Cheese-Rolling Festival, England
Locals and tourists travel down to Cooper’s Hill situated in the South West England Gloucester region to watch the most unique competition of participants launching down the hill to chase a nine-pound round cheese. The first person to cross the finish line is the winner and gets to keep the cheese as their price. Initially, the goal of the festival was to catch the rolling cheese before it reaches the bottom however, the rules changed considering how quickly it gains speed which becomes difficult and dangerous for the players as well.
Día de los Muertos, Mexico
Day of the Dead Festival as the name implies is a day dedicated to those who have passed away. The traditional holiday held in Mexico during November carries a lot of visual similarities to Halloween. During this period, family and friends gather together to pray and remember the members who have died. It is believed that during this brief period the souls of the dead are awakened and return to earth to feast, drink and dance with their loved ones. In turn, the living family members treat the dead as honoured guests by making the deceased’s favourite food and offerings. It is seen as a day of celebration rather than mourning.
Busójárás, Mohács, Hungary
Busójárás is Hungary’s wildest festival. With a blend of pagan rituals, folk dancing and devilish masks, the rowdy carnival is held in the small town of Mohács to scare off the last days of winter. It is also seen as a celebration of the local Croatian minority. The festival re-enacts the 16th-century Battle of Mohacs where hundreds of busós (locals wearing scary-looking masks) arrive in rowboats to march their way through the streets in horse-drawn carriages. Apart from the main festival, there are many interactive themed activities to engage in along with plenty of spiced wine and pálinka (traditional fruit brandy) to fight against the harsh chilly climate.
Naki Sumo, Japan
Making a baby cry is probably the worst thing you can do, however, Japan is here to prove you wrong. Naki Sumo is a 400-year old tradition where you get to witness an entire event based on grown men’s ability to make babies cry! The festival takes place at Sensoji Temple every year in April, where babies are paired up with a sumo wrestler who will then try to make the little ones cry. The rules are simple; whoever makes one of the babies cry first, wins. Traditionally it is believed that a crying baby has the power to ward off evil spirits and a strong, loud cry implies the child will grow strong and healthy. Though the viewers seem to enjoy this event, the unusual festival clearly takes a harsh toll on infants.
Saidai-ji Eyo Hadaka Matsuri, Japan
Up to 10,000 men take part in the famous festival of Saidai-ji Eyo Hadaka Matsuri in the hope of gaining good luck for the entire year! Participants wear a minimum amount of clothing, usually just a fundoshi loincloth to flight and eventually grab one of the two sacred Shingi sticks tossed by the priest. The festival is held in dozens of places throughout Japan every year - usually in the summer or winter. However, the most famous one is the Saidai-ji Eyo Hadaka Matsuri organised in Okayama which originated over 500 years ago.
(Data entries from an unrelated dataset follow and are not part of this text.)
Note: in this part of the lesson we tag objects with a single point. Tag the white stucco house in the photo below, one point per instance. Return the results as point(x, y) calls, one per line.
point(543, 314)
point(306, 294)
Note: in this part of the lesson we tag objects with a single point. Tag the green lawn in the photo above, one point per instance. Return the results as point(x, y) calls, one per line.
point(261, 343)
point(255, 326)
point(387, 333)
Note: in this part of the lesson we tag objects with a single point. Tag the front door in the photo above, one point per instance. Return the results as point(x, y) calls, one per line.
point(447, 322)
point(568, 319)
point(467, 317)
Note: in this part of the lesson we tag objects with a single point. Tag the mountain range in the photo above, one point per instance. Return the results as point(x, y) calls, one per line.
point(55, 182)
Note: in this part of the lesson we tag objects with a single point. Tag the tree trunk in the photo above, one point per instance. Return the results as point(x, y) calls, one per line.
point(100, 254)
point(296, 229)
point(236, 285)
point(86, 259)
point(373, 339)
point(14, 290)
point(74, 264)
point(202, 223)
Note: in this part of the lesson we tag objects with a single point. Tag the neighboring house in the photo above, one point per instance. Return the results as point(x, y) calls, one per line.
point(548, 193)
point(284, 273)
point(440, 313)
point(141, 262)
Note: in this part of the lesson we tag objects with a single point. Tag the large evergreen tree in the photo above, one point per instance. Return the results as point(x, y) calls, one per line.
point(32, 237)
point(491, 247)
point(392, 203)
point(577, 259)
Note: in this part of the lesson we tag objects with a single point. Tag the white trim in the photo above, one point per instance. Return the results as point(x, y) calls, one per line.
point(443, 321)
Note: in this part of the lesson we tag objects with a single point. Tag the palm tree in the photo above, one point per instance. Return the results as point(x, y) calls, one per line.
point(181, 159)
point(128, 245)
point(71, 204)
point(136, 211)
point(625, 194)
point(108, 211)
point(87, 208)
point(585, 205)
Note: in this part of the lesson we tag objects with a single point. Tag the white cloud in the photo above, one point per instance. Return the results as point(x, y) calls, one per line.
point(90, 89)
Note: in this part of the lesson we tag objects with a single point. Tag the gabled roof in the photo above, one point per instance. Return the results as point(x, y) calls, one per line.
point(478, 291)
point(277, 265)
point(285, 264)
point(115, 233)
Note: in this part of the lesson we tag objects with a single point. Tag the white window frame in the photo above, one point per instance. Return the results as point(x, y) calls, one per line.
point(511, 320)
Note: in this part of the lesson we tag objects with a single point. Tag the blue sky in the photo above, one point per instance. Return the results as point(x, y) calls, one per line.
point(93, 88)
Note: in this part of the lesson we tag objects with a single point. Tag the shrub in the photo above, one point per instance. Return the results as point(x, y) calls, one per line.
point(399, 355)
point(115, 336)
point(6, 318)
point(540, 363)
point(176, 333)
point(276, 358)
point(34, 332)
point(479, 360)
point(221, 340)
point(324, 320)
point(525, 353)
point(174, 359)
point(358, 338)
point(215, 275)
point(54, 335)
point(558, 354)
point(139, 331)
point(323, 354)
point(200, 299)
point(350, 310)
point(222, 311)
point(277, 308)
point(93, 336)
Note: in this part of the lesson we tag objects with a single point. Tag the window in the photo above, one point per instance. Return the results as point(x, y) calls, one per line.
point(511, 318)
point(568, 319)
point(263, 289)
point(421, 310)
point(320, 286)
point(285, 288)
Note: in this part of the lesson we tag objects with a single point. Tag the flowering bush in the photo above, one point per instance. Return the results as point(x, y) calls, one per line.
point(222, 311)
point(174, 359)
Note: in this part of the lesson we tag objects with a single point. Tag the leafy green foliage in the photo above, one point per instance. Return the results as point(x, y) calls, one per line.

World Toe Wrestling Championship, Ashbourne
The list of the most unusual festivals in the world will not be complete without mentioning the World Toe Wrestling Championship. Held every year in Ashbourne, UK - the competition welcomes the best toe wrestles from all over the world to battle against one another for the title! The sport involves two opponents who lock feet in an attempt to pin each other’s foot down in the least time possible, similar to arm wrestling. There are three rounds played on a best of 2 out of 3 bases. Rounds kickstart with the right foot, then left and followed by right again if necessary.